It’s graduation season and that means that lots of young people around the country are getting job advice. And these armies of young people will inevitably hear a refrain that has become all too constant in recent years: “do something you love”. But you know what – this advice is total BS. And it is helping to steer this army of young people into believing that earning an income is as easy as finding something you love.
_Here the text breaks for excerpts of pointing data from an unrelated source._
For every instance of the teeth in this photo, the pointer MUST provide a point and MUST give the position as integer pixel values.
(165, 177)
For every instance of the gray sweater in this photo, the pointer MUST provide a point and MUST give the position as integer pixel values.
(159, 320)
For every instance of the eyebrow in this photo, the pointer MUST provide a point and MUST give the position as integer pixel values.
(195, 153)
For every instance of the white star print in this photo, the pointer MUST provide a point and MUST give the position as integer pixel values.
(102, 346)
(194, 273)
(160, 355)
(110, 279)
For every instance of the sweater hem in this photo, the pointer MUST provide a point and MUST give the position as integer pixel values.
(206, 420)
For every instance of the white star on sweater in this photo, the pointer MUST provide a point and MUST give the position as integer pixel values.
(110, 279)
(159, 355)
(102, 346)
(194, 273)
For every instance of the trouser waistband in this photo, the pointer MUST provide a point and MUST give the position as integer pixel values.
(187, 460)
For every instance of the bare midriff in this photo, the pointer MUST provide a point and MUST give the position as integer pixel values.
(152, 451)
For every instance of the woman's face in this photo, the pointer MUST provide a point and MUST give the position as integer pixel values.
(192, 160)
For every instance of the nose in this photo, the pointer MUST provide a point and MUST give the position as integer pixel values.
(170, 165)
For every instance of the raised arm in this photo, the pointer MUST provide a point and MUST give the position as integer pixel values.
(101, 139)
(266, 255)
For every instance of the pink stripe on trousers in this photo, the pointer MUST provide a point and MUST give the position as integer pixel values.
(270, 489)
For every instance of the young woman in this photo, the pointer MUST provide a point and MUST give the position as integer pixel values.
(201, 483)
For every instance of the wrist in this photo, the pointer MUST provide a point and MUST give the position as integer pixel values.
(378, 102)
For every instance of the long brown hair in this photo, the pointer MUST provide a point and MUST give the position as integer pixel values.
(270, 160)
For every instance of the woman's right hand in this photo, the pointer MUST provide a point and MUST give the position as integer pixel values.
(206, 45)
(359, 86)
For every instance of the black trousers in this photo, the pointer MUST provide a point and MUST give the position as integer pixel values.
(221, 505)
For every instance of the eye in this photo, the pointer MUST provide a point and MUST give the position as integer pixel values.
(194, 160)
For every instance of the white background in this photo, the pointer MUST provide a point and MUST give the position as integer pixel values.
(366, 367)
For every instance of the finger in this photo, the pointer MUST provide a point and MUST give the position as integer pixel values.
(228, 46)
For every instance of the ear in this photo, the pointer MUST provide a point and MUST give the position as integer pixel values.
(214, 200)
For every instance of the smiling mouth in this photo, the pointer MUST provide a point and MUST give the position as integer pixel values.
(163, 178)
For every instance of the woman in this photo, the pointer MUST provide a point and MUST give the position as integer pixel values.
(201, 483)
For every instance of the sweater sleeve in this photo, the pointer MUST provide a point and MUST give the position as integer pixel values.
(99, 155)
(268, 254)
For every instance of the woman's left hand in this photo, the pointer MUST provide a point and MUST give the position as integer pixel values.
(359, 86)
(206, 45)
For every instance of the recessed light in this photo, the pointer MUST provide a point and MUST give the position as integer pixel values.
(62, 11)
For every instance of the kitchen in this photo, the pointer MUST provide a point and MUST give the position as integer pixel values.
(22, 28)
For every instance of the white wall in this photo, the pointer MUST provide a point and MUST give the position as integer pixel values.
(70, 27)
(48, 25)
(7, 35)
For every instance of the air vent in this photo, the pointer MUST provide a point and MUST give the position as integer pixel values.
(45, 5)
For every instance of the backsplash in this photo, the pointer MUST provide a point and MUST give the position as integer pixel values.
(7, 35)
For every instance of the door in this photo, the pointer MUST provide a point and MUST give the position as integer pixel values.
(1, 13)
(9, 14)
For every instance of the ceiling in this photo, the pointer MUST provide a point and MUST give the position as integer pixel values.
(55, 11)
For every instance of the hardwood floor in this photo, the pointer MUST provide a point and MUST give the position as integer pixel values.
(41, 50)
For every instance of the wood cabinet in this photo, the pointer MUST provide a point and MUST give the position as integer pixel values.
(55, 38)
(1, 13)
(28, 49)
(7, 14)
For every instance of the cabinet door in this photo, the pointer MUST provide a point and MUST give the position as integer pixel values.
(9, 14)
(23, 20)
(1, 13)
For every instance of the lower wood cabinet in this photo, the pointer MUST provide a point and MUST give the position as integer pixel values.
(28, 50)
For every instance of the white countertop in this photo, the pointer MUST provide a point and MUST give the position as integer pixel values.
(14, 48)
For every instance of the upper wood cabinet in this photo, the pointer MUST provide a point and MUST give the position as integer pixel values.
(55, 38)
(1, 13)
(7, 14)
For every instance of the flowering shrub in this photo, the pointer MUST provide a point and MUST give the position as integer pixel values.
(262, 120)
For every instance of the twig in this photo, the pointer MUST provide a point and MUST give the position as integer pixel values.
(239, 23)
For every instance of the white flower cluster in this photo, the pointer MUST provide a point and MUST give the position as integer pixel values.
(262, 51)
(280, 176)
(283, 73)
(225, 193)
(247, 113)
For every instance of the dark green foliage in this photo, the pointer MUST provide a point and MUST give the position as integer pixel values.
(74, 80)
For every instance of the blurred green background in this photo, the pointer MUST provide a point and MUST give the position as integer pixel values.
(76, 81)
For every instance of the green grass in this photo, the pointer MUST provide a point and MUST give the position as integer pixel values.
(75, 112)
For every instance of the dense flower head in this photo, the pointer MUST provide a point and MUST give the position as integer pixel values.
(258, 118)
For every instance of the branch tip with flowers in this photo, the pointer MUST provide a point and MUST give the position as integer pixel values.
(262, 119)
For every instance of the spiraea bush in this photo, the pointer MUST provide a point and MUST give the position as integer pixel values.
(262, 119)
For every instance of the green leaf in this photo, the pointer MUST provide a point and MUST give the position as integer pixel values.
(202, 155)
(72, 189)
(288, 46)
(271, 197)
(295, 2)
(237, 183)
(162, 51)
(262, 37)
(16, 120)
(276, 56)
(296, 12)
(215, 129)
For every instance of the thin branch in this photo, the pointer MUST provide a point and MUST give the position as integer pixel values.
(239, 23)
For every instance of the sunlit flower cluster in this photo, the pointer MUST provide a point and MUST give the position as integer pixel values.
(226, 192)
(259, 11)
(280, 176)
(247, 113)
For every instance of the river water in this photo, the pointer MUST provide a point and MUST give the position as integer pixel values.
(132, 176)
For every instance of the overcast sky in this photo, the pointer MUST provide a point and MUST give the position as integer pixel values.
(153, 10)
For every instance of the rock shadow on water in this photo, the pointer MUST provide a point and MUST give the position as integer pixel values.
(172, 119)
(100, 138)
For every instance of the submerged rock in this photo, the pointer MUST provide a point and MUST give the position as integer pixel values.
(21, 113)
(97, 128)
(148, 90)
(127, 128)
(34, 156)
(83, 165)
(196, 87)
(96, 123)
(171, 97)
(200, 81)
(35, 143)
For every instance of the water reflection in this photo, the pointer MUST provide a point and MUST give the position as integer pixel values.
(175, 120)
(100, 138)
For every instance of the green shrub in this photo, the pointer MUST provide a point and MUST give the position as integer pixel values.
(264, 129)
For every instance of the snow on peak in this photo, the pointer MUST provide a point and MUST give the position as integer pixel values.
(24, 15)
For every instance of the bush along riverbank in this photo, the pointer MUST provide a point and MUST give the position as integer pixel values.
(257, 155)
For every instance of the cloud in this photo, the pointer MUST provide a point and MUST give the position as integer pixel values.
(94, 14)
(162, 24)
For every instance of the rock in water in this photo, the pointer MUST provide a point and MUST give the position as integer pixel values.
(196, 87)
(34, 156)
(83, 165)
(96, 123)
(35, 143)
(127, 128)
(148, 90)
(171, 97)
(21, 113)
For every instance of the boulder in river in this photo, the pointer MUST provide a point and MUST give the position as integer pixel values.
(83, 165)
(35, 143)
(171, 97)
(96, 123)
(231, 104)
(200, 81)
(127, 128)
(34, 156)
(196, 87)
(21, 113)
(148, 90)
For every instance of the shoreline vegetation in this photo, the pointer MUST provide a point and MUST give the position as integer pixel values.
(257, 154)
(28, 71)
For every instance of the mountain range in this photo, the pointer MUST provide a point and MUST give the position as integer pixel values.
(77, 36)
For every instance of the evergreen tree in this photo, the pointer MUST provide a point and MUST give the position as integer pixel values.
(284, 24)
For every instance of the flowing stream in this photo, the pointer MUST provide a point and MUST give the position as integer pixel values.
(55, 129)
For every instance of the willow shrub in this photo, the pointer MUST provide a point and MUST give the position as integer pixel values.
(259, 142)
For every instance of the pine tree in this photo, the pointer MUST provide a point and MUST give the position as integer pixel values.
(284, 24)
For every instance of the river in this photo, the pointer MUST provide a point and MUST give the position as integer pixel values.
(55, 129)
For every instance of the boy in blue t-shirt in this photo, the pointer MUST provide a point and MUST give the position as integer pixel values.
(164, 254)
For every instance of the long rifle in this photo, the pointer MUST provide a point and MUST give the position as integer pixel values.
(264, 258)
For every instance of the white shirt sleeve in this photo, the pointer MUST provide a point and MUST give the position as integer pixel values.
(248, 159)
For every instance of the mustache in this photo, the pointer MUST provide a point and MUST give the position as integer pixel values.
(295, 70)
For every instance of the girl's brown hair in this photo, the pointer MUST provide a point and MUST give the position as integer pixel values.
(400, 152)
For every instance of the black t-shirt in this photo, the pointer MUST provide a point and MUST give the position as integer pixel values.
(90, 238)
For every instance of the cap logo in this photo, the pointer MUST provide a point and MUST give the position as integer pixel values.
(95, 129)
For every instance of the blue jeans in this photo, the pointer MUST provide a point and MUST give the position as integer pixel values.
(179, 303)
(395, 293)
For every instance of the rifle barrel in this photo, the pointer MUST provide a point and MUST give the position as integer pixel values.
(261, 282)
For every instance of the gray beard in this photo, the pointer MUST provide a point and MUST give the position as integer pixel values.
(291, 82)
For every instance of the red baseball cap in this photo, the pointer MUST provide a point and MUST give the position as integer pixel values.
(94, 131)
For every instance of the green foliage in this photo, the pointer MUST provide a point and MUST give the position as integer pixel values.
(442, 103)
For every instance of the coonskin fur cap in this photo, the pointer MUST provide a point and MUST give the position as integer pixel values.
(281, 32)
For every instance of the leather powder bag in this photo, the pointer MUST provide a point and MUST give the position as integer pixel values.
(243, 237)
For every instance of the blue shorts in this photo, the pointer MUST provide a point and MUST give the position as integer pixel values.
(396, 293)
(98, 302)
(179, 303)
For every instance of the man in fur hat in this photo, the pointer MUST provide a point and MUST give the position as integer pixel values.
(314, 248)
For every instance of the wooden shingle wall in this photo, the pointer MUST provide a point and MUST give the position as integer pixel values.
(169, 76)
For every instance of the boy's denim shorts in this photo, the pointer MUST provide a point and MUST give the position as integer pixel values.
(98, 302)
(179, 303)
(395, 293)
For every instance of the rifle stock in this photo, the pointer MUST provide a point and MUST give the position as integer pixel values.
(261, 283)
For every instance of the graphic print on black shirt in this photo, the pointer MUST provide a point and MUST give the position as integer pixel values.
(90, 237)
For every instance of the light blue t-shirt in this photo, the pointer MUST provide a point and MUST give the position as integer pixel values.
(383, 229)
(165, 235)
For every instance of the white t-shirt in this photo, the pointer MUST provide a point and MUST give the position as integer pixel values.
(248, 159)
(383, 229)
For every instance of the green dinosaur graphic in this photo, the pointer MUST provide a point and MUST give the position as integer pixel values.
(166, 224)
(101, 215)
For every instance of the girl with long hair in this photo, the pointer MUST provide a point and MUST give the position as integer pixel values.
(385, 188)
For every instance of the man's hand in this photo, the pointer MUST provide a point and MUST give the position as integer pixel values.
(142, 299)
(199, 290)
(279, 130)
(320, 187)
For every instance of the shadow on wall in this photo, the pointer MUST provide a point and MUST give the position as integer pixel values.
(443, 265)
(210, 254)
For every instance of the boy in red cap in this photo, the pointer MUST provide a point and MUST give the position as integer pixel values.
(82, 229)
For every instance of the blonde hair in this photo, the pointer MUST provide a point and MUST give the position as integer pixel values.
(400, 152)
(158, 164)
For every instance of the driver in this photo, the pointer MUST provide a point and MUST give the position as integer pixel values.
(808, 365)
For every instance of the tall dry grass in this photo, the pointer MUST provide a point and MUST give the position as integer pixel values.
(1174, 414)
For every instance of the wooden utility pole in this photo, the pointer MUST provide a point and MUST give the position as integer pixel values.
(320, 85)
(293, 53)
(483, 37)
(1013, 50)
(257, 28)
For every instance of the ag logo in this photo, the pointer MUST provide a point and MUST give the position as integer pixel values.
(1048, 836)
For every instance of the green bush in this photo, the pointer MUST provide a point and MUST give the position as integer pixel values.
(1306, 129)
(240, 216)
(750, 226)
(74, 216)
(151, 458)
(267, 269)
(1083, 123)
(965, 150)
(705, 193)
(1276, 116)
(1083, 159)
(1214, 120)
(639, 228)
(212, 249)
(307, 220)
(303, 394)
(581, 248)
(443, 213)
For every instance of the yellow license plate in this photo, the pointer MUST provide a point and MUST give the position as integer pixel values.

The reality is that the economy doesn’t reward people for doing something THEY love. It rewards people who do something that OTHER people love. I wish I could run on the beach all day or travel for the rest of my life. But the problem is that no one wants to pay me to do these things because they are inherently selfish actions. They don’t add value to anyone but myself. In other words, they are actions that are not valuable to other economic participants. The things we truly love are usually much more valuable to OURSELVES than they are to OTHER people. And that’s why doing what you love is crummy financial advice.
In my book I stressed the importance of creating valuable output. I said:
“Capitalists serve themselves best when they serve others”
The best capitalists are problem solvers. They don’t just do what they love. They solve problems that other people love them for solving. These problems aren’t always glamorous or enjoyable. But few things are more enjoyable and rewarding than being showered with praise (and money) because you helped solve someone else’s problems and helped make their lives easier.
So, young people – don’t go out there and do what you love. Do something that other people will love you for doing. It might not be instantaneously rewarding or glamorous, but if you can become an important element in adding real value to other people’s lives the rewards will come with time.